The sets 19 are received by a combiner 21, which also receives the Boolean connectors 22 
to produce a result list 25 indicating those documents meeting the query conditions. The 
combiner 21 may extract bibliographic data, such as document title, from the document 
set 12 based on the document identifiers 18. The documents of the document set 12 may 
also be accessed through the combiner 21 via the result list 25. 

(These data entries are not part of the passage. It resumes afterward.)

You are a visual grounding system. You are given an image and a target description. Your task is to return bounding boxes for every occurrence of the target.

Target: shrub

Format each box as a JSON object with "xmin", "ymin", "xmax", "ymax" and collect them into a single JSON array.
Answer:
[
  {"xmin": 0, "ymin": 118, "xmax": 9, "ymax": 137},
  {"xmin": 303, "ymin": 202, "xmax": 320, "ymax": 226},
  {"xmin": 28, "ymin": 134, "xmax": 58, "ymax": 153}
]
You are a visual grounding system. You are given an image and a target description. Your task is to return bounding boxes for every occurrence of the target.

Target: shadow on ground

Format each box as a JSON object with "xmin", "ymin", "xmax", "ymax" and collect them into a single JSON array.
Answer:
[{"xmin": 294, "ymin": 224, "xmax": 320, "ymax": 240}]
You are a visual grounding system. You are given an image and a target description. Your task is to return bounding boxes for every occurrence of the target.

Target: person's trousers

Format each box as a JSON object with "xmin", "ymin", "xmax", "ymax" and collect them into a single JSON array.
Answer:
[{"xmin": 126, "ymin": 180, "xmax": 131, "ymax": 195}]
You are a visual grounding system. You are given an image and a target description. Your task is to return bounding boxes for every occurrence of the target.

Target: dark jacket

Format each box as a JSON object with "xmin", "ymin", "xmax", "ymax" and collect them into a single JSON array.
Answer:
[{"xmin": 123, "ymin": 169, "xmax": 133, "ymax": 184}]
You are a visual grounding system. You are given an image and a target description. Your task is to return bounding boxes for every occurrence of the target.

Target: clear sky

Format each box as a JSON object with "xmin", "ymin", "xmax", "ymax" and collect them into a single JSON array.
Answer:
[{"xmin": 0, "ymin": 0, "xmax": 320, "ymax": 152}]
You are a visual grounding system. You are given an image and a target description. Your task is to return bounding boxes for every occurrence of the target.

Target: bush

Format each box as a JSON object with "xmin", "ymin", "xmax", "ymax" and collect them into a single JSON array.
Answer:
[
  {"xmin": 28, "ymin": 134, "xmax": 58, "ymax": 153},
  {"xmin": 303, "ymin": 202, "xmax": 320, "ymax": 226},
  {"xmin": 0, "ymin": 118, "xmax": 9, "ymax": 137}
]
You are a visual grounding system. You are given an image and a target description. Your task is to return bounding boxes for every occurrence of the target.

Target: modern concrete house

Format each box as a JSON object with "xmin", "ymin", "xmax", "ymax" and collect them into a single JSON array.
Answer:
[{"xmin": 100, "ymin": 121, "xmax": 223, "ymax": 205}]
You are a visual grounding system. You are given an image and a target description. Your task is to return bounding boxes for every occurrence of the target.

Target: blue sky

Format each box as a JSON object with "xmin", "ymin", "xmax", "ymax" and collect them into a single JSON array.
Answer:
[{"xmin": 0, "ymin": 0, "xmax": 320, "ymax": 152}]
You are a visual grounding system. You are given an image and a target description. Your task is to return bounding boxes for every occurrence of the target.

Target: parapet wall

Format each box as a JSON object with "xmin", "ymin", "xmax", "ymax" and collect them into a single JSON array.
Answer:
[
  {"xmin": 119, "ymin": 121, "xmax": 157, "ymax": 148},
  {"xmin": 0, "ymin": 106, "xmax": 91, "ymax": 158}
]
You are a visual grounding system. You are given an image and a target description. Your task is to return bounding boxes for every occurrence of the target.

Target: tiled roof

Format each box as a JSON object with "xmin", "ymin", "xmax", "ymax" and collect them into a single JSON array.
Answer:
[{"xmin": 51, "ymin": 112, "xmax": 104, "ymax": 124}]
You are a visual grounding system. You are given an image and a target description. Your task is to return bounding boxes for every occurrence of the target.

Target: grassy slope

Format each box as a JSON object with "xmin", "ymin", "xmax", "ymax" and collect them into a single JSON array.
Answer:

Data Structures of the Present Invention 
[0046] Referring now to Fig. 2, the present invention divides the prior art reverse 
index 14 of Fig. 1 into a main portion 24 and a supplemental portion 26, each of which 
contain records 15. Typically, the main portion 24 will be stored on a nonvolatile mass 
storage device such as a hard disk system 28, whereas the supplemental portion 26 will be 
implemented as solid-state memory. As is understood in the art, solid-state memory has 
much faster access times than the hard disk system 28 but is more costly and thus limited 
to smaller storage sizes. The division of the reverse index 14 into different memory types 
is indicated by boundary line 29. Generally, the supplemental portion is much smaller 
than the main portion. 

[0047] Referring also to Fig. 3, the reverse index 14 of the present invention, 
including its supplemental and main portions 26 and 24, is also partitioned with respect to 
records 15 as indicated by partition lines 30 cutting across the supplemental and main 
portions 26 and 24. The partitioning is also such that the records 15 of the supplemental 
portion 26 have keywords 16 within a common range of keywords 16 with the records 15 
of the main portion 24 for a given partition 3 1 . Each query 20 uses a hash table 60, as 
indicated by dotted line 62, to determine the particular partition 3 1 of the supplemental 
portion 26 and main portion 24 where its particular keywords 16 will be found. Other 
methods than a hash table 60 may also be used including, for example, a static mapping 
of contiguous alphabetic ranges of keywords to particular partitions 31. 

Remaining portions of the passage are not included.